Una “mente da cavalletta”

Lo psicoanalista Franco De Masi, autore di No Smartphone (Piemme), aggiunge: «Molti genitori non partecipano alla vita dei figli. L’uso compulsivo del cellulare crea una disattenzione perenne. Il cervello si abitua a continui stimoli: è una “mente da cavalletta”, che non si ferma mai».

Il ritorno del telefono fisso e del “dumbphone”

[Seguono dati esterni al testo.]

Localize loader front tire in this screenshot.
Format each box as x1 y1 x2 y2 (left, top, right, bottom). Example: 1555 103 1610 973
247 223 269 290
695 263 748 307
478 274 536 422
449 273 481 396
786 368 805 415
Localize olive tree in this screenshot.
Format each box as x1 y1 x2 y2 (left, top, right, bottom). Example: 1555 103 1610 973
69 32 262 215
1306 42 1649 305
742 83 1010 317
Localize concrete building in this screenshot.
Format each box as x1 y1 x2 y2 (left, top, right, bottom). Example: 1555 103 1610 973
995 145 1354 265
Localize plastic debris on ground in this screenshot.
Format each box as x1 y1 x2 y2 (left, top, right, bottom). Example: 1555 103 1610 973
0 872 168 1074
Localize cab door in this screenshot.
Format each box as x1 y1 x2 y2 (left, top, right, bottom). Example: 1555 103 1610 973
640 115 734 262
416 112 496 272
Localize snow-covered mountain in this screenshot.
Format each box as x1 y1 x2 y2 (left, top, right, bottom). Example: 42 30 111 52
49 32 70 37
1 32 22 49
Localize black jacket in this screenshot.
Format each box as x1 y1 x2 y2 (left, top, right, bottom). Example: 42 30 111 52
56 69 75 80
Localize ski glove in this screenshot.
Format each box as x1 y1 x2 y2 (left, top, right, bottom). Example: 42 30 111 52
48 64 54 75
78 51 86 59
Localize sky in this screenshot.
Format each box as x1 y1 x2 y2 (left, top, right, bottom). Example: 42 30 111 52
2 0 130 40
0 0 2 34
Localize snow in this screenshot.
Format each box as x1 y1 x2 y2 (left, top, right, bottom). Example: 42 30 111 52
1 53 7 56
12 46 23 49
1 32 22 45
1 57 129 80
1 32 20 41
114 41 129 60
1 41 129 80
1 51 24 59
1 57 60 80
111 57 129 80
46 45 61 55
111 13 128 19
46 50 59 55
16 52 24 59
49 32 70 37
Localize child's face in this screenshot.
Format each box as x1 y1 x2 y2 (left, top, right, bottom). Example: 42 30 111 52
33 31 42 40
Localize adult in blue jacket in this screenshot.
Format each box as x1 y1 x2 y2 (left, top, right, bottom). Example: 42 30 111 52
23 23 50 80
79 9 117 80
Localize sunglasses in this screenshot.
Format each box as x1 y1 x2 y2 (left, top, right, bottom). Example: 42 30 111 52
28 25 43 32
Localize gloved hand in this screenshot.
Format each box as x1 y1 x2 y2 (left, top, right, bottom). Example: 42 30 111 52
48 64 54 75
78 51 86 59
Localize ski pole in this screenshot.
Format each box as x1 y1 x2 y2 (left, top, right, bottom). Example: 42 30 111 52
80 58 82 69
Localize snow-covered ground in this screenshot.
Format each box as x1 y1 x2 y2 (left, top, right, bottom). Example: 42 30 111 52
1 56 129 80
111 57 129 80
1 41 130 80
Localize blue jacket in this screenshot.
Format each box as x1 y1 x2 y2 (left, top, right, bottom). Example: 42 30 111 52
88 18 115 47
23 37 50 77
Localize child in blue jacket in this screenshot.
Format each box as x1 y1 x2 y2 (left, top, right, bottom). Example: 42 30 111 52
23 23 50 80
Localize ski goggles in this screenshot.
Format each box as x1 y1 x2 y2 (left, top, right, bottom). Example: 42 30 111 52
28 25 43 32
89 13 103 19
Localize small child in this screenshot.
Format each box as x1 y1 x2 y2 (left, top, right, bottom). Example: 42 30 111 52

Si pensa di rimettere il telefono fisso a casa. Tornano le chiamate, i sussurri alla cornetta e perfino il dumbphone, il “telefono scemo” solo per chiamate e messaggi. Lo rilancia persino Kendrick Lamar in un’edizione limitata.

Educare, non vietare

«La tecnologia non è il problema – conclude il sociologo – va solo inserita nel rapporto con i figli». Ma i detrattori restano, e considerano qualsiasi limitazione antistorica.

Un cambiamento possibile

Marco Grollo, fondatore dell’associazione MEC, racconta: «Nel 2018, a Gemona, il primo patto ridusse gli smartphone in prima media dal 70% al 37%. Se gli adulti si accordano, il risultato c’è».

La ricerca Eyes Up (2024) dell’Università di Milano-Bicocca e di Brescia dimostra che chi usa i social alle medie ottiene risultati scolastici più bassi. Oltre metà dei ragazzi controlla il telefono appena sveglio, il 22% anche di notte.

Grollo conclude: «Alla fine degli anni ’80 i professori fumavano in classe. Oggi sembra fantascienza. È un lavoro culturale. Vietare gli smartphone nei parchi pubblici non sarebbe impossibile. L’80% dei problemi alle medie sparirebbe senza cellulare».